This paper relates to two strands of the literature. Recent work has brought forward two ways of motivating shift-share research designs: one which is justified by quasi-random shocks and one which stresses the exclusion restriction for shares only. Borusyak, Hull, and Jaravel (2020) show consistency of the shift-share estimator when shocks are quasi-randomly assigned, conditionally on the shares. Also in this setting, Adão, Kolesár, and Morales (2019) discuss issues in inference. Unlike these two papers, Goldsmith-Pinkham, Sorkin, and Swift (2020) put forward an interpretation of shift-share designs, according to which the shares express differential exposure to common shocks. The identification of the causal effect relies on the exclusion restriction for shares. Which setting is appropriate depends on the economic question at hand.

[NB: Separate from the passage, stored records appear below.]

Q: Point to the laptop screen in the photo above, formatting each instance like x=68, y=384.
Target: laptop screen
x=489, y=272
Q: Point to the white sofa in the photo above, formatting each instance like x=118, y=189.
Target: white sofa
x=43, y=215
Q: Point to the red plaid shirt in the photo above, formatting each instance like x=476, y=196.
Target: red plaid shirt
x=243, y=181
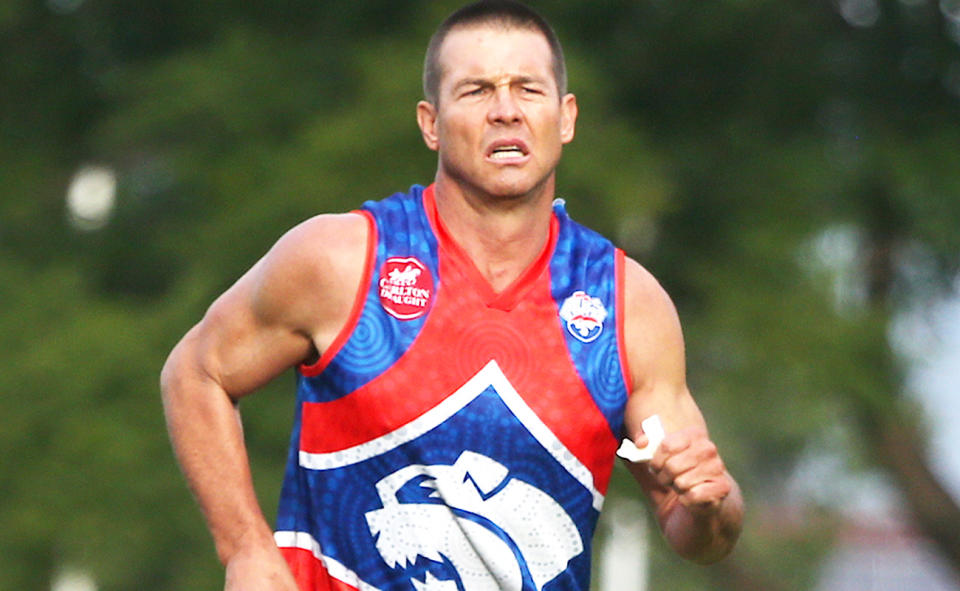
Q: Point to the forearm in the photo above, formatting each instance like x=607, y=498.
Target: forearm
x=703, y=534
x=207, y=438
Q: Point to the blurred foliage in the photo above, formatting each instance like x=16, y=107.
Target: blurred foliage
x=719, y=143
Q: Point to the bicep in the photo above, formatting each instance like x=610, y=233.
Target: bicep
x=241, y=344
x=656, y=359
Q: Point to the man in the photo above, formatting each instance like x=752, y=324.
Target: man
x=468, y=359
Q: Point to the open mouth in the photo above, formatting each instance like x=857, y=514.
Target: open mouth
x=508, y=151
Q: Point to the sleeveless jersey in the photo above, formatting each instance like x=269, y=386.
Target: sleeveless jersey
x=454, y=438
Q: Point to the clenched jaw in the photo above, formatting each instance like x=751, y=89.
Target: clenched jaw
x=507, y=150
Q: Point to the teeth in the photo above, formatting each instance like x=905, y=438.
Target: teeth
x=507, y=152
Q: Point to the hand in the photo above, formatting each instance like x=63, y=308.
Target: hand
x=259, y=569
x=687, y=463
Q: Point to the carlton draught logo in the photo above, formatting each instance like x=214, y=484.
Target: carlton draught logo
x=406, y=287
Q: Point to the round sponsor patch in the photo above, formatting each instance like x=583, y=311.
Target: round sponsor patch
x=406, y=287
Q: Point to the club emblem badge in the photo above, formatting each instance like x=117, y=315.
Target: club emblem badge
x=584, y=316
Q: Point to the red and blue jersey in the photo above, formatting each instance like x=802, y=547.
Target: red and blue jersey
x=455, y=438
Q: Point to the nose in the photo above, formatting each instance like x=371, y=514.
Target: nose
x=504, y=108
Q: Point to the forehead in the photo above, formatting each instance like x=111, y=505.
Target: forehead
x=489, y=51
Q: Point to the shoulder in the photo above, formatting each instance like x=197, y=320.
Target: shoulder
x=652, y=332
x=311, y=273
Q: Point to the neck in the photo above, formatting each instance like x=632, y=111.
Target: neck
x=501, y=235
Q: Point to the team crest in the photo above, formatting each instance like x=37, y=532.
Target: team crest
x=584, y=315
x=406, y=287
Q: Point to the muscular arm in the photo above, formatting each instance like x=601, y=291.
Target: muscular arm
x=697, y=502
x=289, y=305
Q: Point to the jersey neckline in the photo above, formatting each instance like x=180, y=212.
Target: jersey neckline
x=508, y=298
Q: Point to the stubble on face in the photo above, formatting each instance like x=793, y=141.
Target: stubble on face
x=499, y=124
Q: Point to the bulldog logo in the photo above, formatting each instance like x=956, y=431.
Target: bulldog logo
x=584, y=316
x=471, y=527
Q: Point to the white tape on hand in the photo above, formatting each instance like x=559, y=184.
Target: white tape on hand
x=653, y=429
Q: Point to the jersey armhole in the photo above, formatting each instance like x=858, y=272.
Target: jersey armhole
x=620, y=288
x=359, y=299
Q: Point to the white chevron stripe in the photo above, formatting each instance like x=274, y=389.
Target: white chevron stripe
x=490, y=376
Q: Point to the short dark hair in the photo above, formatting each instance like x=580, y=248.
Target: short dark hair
x=503, y=13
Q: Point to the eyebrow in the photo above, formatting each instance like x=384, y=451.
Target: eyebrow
x=489, y=82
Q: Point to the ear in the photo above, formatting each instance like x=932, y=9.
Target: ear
x=427, y=120
x=568, y=117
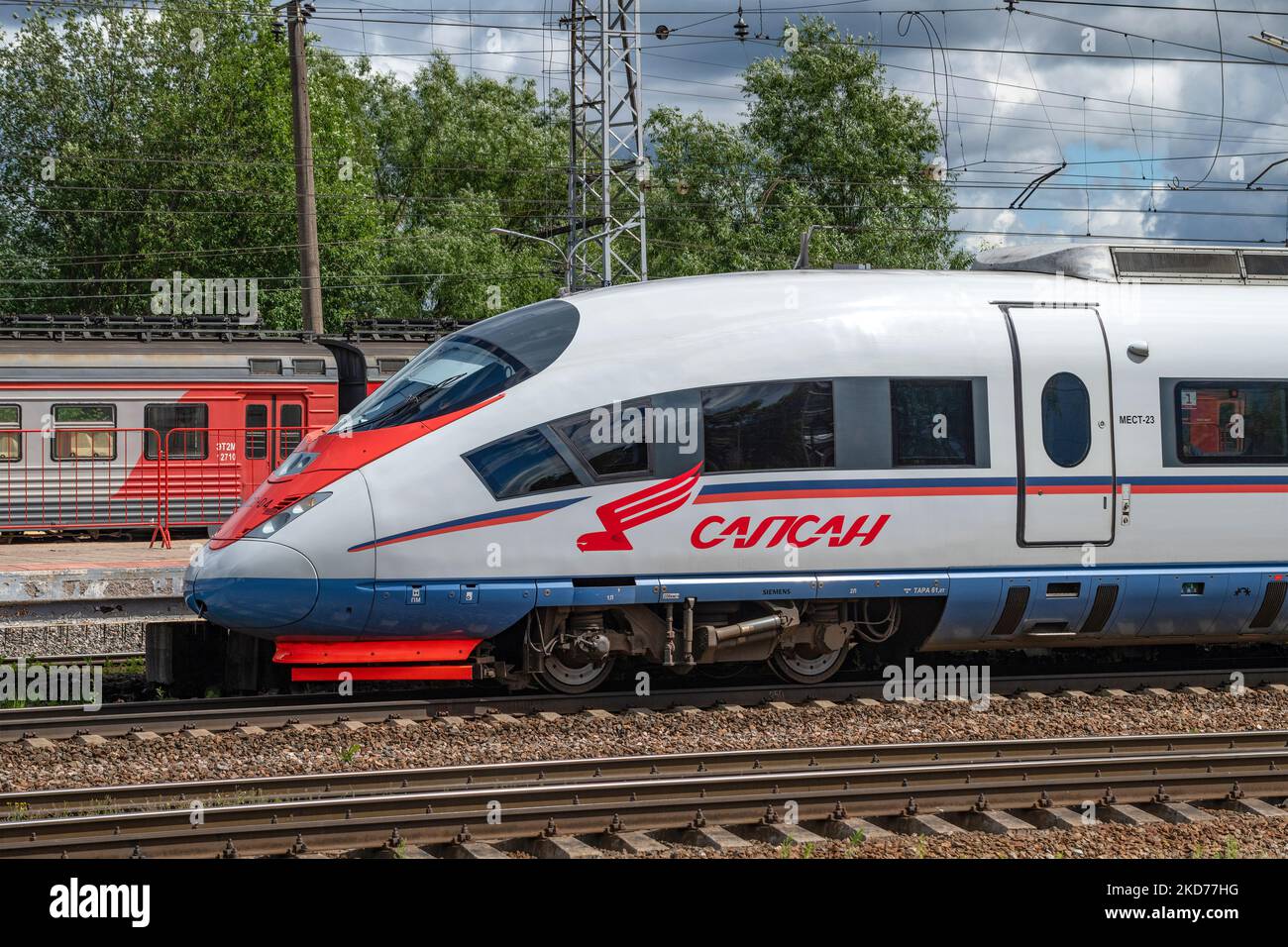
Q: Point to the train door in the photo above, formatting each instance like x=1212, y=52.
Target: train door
x=274, y=425
x=1064, y=425
x=290, y=424
x=259, y=441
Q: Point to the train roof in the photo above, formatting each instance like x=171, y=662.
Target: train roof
x=1132, y=262
x=194, y=348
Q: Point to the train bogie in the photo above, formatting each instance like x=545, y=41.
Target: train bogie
x=794, y=467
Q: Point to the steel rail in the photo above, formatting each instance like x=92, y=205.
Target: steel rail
x=340, y=785
x=228, y=712
x=1028, y=774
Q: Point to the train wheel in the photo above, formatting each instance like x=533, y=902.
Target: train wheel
x=570, y=677
x=806, y=671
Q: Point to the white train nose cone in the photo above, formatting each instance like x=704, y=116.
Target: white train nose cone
x=252, y=583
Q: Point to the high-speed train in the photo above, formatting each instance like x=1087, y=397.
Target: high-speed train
x=1061, y=447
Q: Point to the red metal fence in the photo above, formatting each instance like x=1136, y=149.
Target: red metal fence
x=133, y=478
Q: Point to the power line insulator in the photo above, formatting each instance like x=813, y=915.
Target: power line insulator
x=741, y=27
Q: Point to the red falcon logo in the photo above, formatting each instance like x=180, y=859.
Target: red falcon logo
x=629, y=512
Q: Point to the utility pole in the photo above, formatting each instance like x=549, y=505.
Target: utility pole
x=608, y=170
x=305, y=202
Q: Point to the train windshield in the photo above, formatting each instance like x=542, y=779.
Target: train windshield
x=469, y=367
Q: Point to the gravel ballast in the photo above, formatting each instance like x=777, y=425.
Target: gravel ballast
x=385, y=746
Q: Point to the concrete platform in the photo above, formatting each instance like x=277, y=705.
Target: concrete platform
x=44, y=582
x=82, y=598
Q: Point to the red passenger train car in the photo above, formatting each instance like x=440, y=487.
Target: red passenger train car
x=161, y=424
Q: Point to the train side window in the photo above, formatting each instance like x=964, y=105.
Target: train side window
x=11, y=438
x=520, y=464
x=257, y=441
x=1065, y=419
x=932, y=423
x=290, y=419
x=1232, y=421
x=77, y=433
x=174, y=424
x=769, y=425
x=308, y=367
x=613, y=441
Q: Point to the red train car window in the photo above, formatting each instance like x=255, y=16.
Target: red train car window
x=11, y=441
x=257, y=441
x=78, y=440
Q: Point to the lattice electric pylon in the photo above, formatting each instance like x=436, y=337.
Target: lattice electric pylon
x=608, y=170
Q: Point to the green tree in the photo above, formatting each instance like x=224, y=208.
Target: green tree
x=138, y=146
x=825, y=142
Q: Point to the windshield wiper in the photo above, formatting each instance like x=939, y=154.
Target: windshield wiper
x=420, y=397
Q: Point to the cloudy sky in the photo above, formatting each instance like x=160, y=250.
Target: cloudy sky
x=1162, y=111
x=1159, y=137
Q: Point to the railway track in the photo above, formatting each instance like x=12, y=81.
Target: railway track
x=274, y=711
x=629, y=802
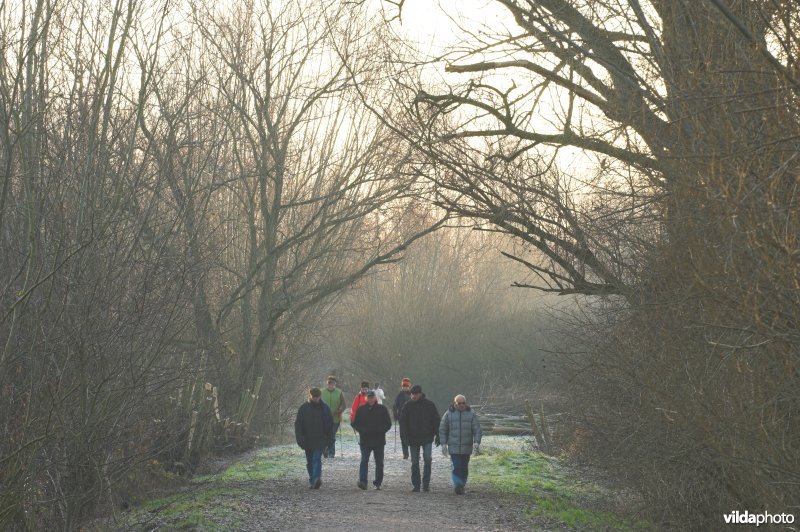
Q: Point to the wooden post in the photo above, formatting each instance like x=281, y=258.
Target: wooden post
x=545, y=429
x=538, y=435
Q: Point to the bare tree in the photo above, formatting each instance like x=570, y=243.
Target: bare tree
x=689, y=111
x=313, y=177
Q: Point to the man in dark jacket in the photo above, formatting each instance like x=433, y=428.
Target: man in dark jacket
x=419, y=427
x=400, y=401
x=312, y=430
x=372, y=423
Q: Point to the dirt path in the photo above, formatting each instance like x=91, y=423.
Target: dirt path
x=288, y=503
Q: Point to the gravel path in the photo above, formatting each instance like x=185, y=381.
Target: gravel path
x=288, y=503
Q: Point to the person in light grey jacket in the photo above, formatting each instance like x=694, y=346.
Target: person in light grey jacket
x=460, y=435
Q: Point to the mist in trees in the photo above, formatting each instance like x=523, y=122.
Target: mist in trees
x=196, y=198
x=448, y=318
x=682, y=233
x=183, y=187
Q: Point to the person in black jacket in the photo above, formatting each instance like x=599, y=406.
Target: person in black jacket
x=372, y=423
x=312, y=429
x=419, y=428
x=400, y=401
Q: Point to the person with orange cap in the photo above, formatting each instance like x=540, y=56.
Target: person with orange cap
x=399, y=402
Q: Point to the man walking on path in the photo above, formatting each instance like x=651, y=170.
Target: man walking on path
x=372, y=423
x=419, y=427
x=312, y=428
x=359, y=400
x=400, y=401
x=458, y=431
x=334, y=398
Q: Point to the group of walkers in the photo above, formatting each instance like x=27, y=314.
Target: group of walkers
x=458, y=432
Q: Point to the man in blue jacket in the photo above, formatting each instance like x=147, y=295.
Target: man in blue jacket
x=312, y=429
x=372, y=423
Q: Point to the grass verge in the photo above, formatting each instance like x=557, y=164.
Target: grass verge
x=211, y=502
x=556, y=494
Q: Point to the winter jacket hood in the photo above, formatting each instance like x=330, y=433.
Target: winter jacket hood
x=313, y=425
x=372, y=423
x=460, y=430
x=419, y=422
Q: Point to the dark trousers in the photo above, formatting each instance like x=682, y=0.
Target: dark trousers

This paper mainly relates to the exogenous share setting. Still, in situations in which it comes natural to think of the instrument from the perspective of random shifts, when many class-specific shifts are available these can be used to create multiple shift-share IVs or can be used as IVs directly. The selection methods then select among them instead of among the shares. For example, when imports are available for several high-income countries, in the Autor, Dorn, and Hanson (2013) example, the shifts can be used separately in a regression where the observations are industry-specific.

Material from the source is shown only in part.